TITLE:
Risk Prediction Model for Hypertensive Disorders of Pregnancy Based on Routine Laboratory Indicators and Risk Factors: A Retrospective Analysis
AUTHORS:
Yiqv Zeng, Yu Cai
KEYWORDS:
Hypertensive Disorders of Pregnancy, Nomogram, Laboratory Indicators, Risk Factors
JOURNAL NAME:
Open Journal of Obstetrics and Gynecology,
Vol.14 No.9,
August
29,
2024
ABSTRACT: Background: Hypertensive disorder of pregnancy (HDP) is a group of diseases in which pregnancy and elevated blood pressure coexist. There is still a lack of reliable clinical tools to predict the incidence of HDP. The purpose of this study was to establish and validate a nomogram prediction model for assessing the risk of HDP in pregnant women based on laboratory indicators and HDP risk factors. Method: A total of 307 pregnant women who were hospitalized in the obstetrics and gynecology department of our hospital were included in this study, and were randomly divided into a training cohort and validation cohort at a ratio of 7:3. Univariate and multivariate logistic regression analyses were performed to identify independent risk factors for the development of HDP on laboratory indicators as well as risk factors for HDP in the training cohort of patients. The results of the multivariate regression model were visualized by forest plots.
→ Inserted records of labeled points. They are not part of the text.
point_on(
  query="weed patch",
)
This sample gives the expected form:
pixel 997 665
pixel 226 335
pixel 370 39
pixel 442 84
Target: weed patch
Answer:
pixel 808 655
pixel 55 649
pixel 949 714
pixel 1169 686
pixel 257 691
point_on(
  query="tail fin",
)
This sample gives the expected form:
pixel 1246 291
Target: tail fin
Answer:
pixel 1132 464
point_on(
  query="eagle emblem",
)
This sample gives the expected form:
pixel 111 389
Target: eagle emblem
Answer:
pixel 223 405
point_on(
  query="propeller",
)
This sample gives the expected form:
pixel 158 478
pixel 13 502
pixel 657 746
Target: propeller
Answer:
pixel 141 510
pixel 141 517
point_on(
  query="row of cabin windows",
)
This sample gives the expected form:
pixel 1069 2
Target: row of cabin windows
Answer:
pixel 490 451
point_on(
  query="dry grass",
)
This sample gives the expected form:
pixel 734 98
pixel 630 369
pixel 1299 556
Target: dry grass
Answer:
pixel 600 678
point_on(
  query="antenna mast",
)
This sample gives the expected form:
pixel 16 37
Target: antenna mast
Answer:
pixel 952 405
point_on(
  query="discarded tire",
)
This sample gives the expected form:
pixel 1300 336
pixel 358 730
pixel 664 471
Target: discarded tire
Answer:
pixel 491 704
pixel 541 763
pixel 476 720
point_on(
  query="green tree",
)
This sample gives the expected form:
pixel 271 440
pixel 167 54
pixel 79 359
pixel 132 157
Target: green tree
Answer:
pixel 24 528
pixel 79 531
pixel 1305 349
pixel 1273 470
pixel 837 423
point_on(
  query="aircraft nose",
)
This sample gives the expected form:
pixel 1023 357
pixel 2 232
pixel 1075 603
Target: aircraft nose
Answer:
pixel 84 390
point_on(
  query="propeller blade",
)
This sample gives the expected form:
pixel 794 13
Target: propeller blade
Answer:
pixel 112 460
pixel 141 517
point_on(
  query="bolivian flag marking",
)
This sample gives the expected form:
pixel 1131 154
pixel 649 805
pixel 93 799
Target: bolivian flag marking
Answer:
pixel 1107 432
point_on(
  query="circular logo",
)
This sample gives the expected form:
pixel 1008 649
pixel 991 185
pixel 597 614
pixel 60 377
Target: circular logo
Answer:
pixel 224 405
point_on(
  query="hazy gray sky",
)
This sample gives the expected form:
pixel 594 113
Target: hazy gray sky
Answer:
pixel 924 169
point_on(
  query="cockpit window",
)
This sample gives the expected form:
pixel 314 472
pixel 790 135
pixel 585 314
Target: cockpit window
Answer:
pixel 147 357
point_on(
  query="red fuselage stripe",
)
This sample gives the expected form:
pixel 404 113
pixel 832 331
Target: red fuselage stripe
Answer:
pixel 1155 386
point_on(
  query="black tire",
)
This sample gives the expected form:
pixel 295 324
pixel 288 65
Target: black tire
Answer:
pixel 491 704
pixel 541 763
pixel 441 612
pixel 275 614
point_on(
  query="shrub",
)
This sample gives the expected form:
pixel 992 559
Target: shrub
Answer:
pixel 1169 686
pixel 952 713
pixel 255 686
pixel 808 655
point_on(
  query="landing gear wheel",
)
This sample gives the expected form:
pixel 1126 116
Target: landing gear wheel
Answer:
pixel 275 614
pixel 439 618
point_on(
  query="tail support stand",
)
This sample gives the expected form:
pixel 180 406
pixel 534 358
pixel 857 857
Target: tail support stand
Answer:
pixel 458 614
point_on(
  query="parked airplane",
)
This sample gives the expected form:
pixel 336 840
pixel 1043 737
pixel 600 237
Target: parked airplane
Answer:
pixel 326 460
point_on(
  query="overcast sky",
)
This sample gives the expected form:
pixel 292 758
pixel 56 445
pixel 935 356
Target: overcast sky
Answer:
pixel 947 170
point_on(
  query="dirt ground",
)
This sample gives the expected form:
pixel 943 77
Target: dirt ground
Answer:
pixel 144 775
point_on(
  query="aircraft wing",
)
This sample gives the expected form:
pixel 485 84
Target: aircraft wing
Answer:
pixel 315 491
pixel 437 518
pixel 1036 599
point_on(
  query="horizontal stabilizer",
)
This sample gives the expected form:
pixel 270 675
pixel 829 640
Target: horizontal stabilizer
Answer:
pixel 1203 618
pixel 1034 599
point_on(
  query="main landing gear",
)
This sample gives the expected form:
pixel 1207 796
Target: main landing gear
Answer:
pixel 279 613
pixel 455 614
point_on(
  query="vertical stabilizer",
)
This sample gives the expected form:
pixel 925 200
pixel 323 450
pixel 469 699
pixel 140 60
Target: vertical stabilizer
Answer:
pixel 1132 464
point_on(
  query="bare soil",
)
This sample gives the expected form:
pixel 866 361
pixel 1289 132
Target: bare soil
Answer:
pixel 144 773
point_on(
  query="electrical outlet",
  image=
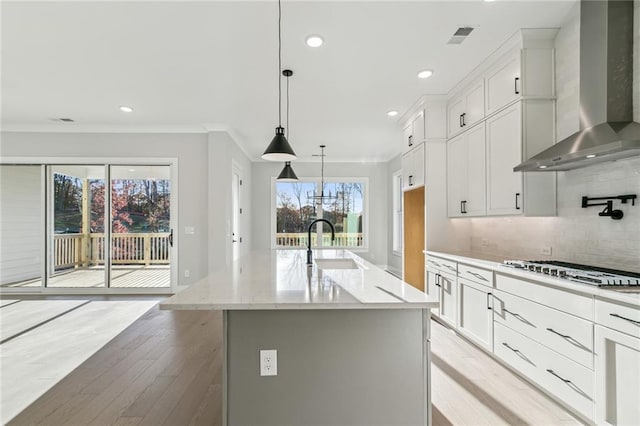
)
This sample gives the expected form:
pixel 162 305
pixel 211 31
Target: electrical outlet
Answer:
pixel 269 362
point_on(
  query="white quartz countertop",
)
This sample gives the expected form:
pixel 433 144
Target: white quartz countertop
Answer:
pixel 280 279
pixel 495 263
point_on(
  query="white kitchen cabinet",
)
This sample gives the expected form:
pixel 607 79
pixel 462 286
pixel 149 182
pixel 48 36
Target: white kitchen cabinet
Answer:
pixel 503 83
pixel 466 109
pixel 448 298
pixel 415 131
pixel 413 168
pixel 617 371
pixel 466 174
pixel 475 318
pixel 432 287
pixel 514 134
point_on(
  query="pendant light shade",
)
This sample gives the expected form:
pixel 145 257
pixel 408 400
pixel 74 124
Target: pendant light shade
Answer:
pixel 287 174
pixel 279 148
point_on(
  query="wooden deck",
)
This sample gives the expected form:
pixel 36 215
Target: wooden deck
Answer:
pixel 121 277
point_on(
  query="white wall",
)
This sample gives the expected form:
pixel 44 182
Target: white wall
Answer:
pixel 394 260
pixel 223 152
pixel 20 223
pixel 262 172
pixel 576 234
pixel 190 150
A nomogram was constructed based on the results of multivariate logistic regression to predict the risk of HDP in pregnant women. The validity of the risk prediction model was evaluated by the area under the receiver operating characteristic curve (AUC), the consistency index (C-index), the calibration curve and the decision curve analysis (DCA). Results: BMI ≥ 25 Kg/m2, total cholesterol in early pregnancy, uric acid and proteinuria in late pregnancy were independent risk factors for HDP. The AUC and C-index of the nomogram constructed by the above four factors were both 0.848. The calibration curve is closely fitted with the ideal diagonal, showing a good consistency between the nomogram prediction and the actual observation of HDP. The DCA has demonstrated the great clinical utility of nomogram. Internal verification proves the reliability of the predicted nomograms. Conclusion: The BTUP nomogram model based on laboratory indicators and risk factors proposed in this study showed good predictive value for the risk assessment of HDP. It is expected to provide evidence for clinical prediction of the risk of HDP in pregnant women.